What Detergent Should You Use on Silk?

A woman gently hand-washing a piece of ivory mulberry silk in a basin of cool, lightly soapy water in soft natural light

Use a pH-neutral or silk-specific detergent — a small amount, in cool water. A dedicated silk or delicates wash is ideal; a gentle wool detergent works too, and in a pinch a few drops of a mild, fragrance-free soap will do. What you must keep away from silk is anything harsh: "bio" or enzyme detergents, bleach, fabric softener and optical brighteners all quietly damage the fibre. Silk is a protein, not a plant, so it wants a gentle, near-neutral cleaner — not the powder built to strip grease off cotton.

Here's exactly what to reach for, what to avoid, and the honest answers on the products people always ask about.

So what detergent should you use on silk?

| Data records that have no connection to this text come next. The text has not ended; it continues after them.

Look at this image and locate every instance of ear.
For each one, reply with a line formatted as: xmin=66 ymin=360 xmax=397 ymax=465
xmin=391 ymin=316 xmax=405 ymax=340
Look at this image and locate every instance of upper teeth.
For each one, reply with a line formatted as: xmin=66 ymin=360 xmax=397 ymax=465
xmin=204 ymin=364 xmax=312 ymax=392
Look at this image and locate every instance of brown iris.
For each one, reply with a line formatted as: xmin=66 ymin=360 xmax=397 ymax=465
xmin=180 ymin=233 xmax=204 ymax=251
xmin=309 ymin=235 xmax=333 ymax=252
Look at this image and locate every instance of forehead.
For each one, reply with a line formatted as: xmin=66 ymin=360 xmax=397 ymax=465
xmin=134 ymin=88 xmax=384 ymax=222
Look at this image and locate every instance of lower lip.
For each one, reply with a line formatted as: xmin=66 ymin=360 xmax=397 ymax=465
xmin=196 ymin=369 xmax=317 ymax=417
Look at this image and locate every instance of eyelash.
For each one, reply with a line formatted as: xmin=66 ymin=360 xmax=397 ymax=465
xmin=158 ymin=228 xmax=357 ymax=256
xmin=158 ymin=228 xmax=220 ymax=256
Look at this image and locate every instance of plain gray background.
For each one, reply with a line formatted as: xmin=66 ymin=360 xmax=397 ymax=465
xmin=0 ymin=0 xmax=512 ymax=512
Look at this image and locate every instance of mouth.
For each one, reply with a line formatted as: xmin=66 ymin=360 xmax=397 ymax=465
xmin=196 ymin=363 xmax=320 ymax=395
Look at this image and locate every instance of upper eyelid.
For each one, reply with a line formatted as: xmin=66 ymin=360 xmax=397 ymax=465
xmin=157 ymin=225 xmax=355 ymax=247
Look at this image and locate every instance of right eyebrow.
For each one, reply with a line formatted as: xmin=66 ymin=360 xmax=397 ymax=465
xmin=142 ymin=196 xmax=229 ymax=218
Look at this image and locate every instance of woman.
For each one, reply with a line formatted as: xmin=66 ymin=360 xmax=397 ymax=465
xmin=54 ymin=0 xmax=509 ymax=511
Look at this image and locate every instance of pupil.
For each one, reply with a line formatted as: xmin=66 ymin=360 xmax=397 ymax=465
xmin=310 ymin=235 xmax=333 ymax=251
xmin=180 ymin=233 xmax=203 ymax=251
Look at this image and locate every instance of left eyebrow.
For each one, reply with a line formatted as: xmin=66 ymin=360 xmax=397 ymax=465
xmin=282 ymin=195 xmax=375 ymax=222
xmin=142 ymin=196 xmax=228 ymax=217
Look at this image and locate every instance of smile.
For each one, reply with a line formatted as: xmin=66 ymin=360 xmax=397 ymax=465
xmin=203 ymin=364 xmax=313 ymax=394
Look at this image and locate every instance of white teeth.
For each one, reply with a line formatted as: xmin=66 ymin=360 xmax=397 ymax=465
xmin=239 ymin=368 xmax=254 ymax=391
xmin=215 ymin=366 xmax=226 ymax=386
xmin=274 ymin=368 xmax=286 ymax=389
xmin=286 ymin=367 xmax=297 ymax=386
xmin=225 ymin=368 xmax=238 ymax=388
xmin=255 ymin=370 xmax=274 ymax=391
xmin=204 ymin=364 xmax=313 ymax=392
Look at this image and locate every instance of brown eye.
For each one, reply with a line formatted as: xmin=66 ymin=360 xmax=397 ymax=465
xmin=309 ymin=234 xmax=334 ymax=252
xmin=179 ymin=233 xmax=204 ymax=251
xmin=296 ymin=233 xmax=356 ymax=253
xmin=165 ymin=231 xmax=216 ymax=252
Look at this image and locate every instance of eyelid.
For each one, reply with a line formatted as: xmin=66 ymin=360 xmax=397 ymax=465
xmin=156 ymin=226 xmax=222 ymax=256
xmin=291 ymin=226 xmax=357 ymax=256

The short list is reassuringly simple. A silk- or wool-specific detergent is the safest choice, because these are formulated pH-neutral and enzyme-free for exactly this kind of fibre. A general delicates detergent is the next best thing, as long as it's gentle and not a "bio" formula. And if you've nothing dedicated to hand, a tiny amount of mild, pH-neutral soap — a fragrance-free baby shampoo or a plain gentle hand soap — will clean silk safely for one wash. The common thread is gentleness and a neutral pH; the amount matters too, since silk needs only a capful, never a scoop.

Why ordinary laundry detergent damages silk

It comes down to chemistry. Silk is made of fibroin, a protein built from amino-acid chains — closer to your own hair than to cotton. Most everyday detergents are alkaline (high-pH) and many are "biological", meaning they contain enzymes designed to break down protein and fat stains. On a cotton shirt that's exactly what you want; on silk, those same enzymes and that high pH go to work on the fibre itself, dulling the sheen and weakening the threads over time. Textile conservators wash protein fibres in cool, near-neutral solutions for precisely this reason. A gentle pH-neutral detergent cleans the silk without dismantling it.

What to keep away from silk

A short avoid-list saves a lot of ruined silk:

  • "Bio" / enzyme detergents — the enzymes digest protein, which is what silk is.
  • Bleach (chlorine or oxygen) — far too harsh; it eats the fibre and the colour.
  • Fabric softener — it coats the filaments and kills the natural sheen.
  • Optical brighteners / "whitening" detergents — they alter the colour and can yellow silk over time.
  • Hot water — even the right detergent won't save silk from heat; keep it cool, below 30°C.

"Can I use…?" — the quick answers

The products people most often ask about:

  • Wool wash (e.g. a gentle wool detergent): yes — wool is also a protein fibre, so these are a good, easy match.
  • Baby shampoo or mild hand soap: yes, in a pinch — a few drops, well diluted, fragrance-free.
  • Dish soap: only sparingly and rarely — some are surprisingly harsh; a tiny amount of the mildest kind, well rinsed.
  • White vinegar: a small splash in the rinse can help lift residue and soften, but don't overdo it.
  • Regular powder or "bio" liquid: no — this is the main thing to avoid.

How much to use, and how to wash

Less than you think — a capful of gentle detergent in cool water is plenty, whether you're hand-washing or running a cold delicate cycle with the pillowcase zipped into a mesh bag. Swirl rather than scrub, rinse until the water runs clear, press (never wring) the water out, and dry flat away from heat and direct sun. The full routine, including the difference between hand and machine washing, is in our silk pillowcase care guide — and if you'd rather use the machine, here's whether you can machine wash silk and how.

If you'd like silk that rewards this kind of gentle care, our LS Silk AU mulberry silk pillowcases are 22-momme, 100% mulberry silk and OEKO-TEX certified — made to keep their sheen for years when washed kindly.

The rule, in a sentence: match the cleaner to the fibre. Silk is a protein, so it asks for a gentle, neutral wash and a light hand — give it that, and the right detergent becomes the easiest part of keeping silk beautiful.